Saturday, November 26, 2016

To Republican Senators Who Rejected Trump: Don't Abandon Your Principles

Everyone assumes that Republicans have control of the Senate and that Democrats will have to resort to endless filibusters in attempting to stop those aspects of Trump’s agenda that denigrate or attack specific groups of American citizens on the basis of race, religion, ethnicity, gender, sexual orientation, or gender identity.  But there is another possibility, which strangely I have not seen discussed in the media nor regarding which I have received any petitions.

Four Republican Senators publicly disavowed Trump prior to the election … Gail Collins (ME), Ben Sasse (NE), Jeff Flake (AZ), and Lindsay Graham (SC) … saying that he was unfit to serve as President, that he would divide the country, that he did not respect human dignity, and did not represent their party.  What should they do now?

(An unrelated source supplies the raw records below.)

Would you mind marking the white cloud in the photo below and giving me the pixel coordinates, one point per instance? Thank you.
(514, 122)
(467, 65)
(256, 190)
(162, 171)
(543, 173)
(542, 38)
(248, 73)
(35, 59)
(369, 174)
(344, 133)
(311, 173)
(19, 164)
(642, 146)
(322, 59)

Trump is making a show of reaching out to those who slammed him, such as Mitt Romney, but it is only show and indicates no moderation of his positions and attitudes.  His true intentions are shown by the consistency of his character, the major appointments given his cronies, and most scarily his naming Steve Bannon, the racist, anti-Semitic alt right guru of Breitbart News, as the White House’s Chief Strategist and Senior Counselor.  (News Flash: Trump tells The New York Times that he disavows the alt right and that Bannon and Brietbart are not alt right or racist.  So much for honesty.)

The four have a critical decision to make now which will impact the future of this country and the welfare of their fellow citizens.  The new Senate will have 51 Republicans (including them), 48 Democrats, and 1 Independent who caucuses with the Democrats.  Thus Trump/
Republicans only control the Senate by a 2-vote margin.  The four have the power to nullify that.

Will the four have the courage of their convictions?  The most courageous position for them would be to switch their party identity to Independent (there is precedent for this).  They wouldn’t have to caucus with the Democrats, which they would probably be uncomfortable doing.  Just changing to Independent, and not caucusing with the Republicans, would deprive Republicans and Trump of a majority and thus control of the Senate and its committees.  Since they didn’t vote for him for President because they thought he was unfit, this would seem appropriate.

However, they are life-long Republicans, hold the Party (at least in its former iteration) dear, and so switching would be unlikely.  The next option, still courageous, would be for them to work with Trump and the Republican majority when they can morally support measures before the Senate, but clearly indicate, ideally upfront and in concert, that they will vote with the Democrats to block measures that are morally unacceptable.

The last option, which would show no courage whatsoever, would be to cave in to Trump’s bullying and act as part of the Republican majority regardless the measure.  To vote in lock-step with the majority leader as they did during the Obama administration.

Upon their action depends the fate of the nation not just for the next four years but perhaps for the foreseeable future.  Each of these Senators will have to decide what to do.  The issue cannot be evaded.